А когда все замолчали, вдруг заговорила:
– Теперь Рождество. И вспоминается мне золотое детство, и вспоминается мне то самое веселое и милое в моем детстве Рождество – когда у папы отнялись ноги и язык.
– У кого? – удивленно спросили все.
– У папы.
– У вашего?!
– Не у римского же. Конечно, у моего.
– Ну, это гадость!
– Что?
– Говорить так об отце. Если бы даже он был тиран, зверь, и то нельзя так говорить о родном отце!..
– Он не был ни тираном, ни зверем.
– В таком случае вы были скверной девчонкой?
– А вот я вам расскажу о своем отце, тогда и судите.
* * *
В будние дни отец все время был на службе и домой являлся только вечером, усталый, думающий лишь о постели.
Но перед праздниками, дня за два до Рождества, занятия у них прекращались, и отец являлся домой часов в двенадцать дня – до 28 декабря.
Надевал халат и принимался бродить по всем комнатам.
– Мариша! – вдруг раздавался его тонкий не по росту и сложению голос. – Почему это тут в углу валяется бумажка?!
– Не знаю, барин…
– Ах так-с. Вы не знаете? Интересно, кто же должен знать? На чьей это обязанности лежит: градского головы, брандмейстера или мещанского старосты? Значит, я должен убрать эту бумажку, да?
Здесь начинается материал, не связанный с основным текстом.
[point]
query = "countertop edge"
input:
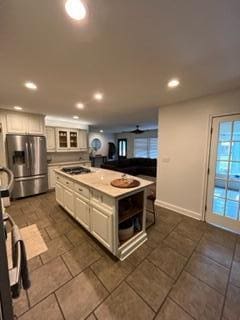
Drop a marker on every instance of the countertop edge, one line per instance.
(124, 192)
Я у вас служу, да? Вы платите мне жалованье?
– Поехал, – слышался из другой комнаты голос старшей сестры.
До чуткого слуха отца долетало это слово.
– Ах, по-вашему, я «поехал», – бросался он в ту комнату, где сестра переписывала ноты. – Так-с. Это вы говорите отцу вашему или водовозу Никите? Тебя кто кормит, кто поит, кто обувает? Принц монакский, градской голова или брандмейстер? Ты что думаешь, что если учишься музыке, так выше всех? Отца можешь с грязью смешивать?
Из дверей выглядывала мать.
– Ну что ты пристал к девушке? Ей нужно к концерту готовиться, а ты жилы из нее выматываешь.
– Так-с. Мерси. Удостоился от супруги приветствия. Хм! Концерт… Что это еще за такие концерты-манцерты – кому это нужно? Выйдет такая вот орясина и начнет глотку драть – и чего, и что, спрашивается? Дома лучше нужно сидеть, чем хвосты трепать…
Он плотно усаживался на стул, показывая всем своим видом, что осенний дождик зарядил надолго, и продолжал:
– Воображаю, что это там за концерты такие хромоногие. Придут полтора дурака, скучно, холодно… И чего, и что, спрашивается?.. Сидела бы ты дома и не рыпалась!
– Папа, – рыдала сестра. – Что тебе от меня надо?
– Это еще что? Слезы? Нечего сказать – устроили праздничек! В кои веки собрался отдохнуть – на тебе! Могу уж поблагодарить…
Через комнату пробегал, стараясь проскользнуть бочком, братишка Костя.
– Ты куда? Куда? Почему в комнате в шапке? Это конюшня тебе? Так ты бы шел к лошадям, а тут люди… Куда ты идешь?
– К товарищу, – робко лепетал Костя, стараясь прошмыгнуть в дверь.
– Нет, постой!.. Что это еще за товарищи? Откуда? Знаю я этих товарищей: испортят костюм, запачкают всего, учебники порвут… А тебе учебники кто покупает – товарищи? Или, может быть, здешний градской голова, или монакский король? И чего, и что мальчишка по улицам шатается? Сиди дома и не рыпайся…
Плачут уже двое: старшая сестра и Костя.
– Так-с. Благодарности достойно! Отцу бесплатный концерт устроили. Отдохнул на праздничках!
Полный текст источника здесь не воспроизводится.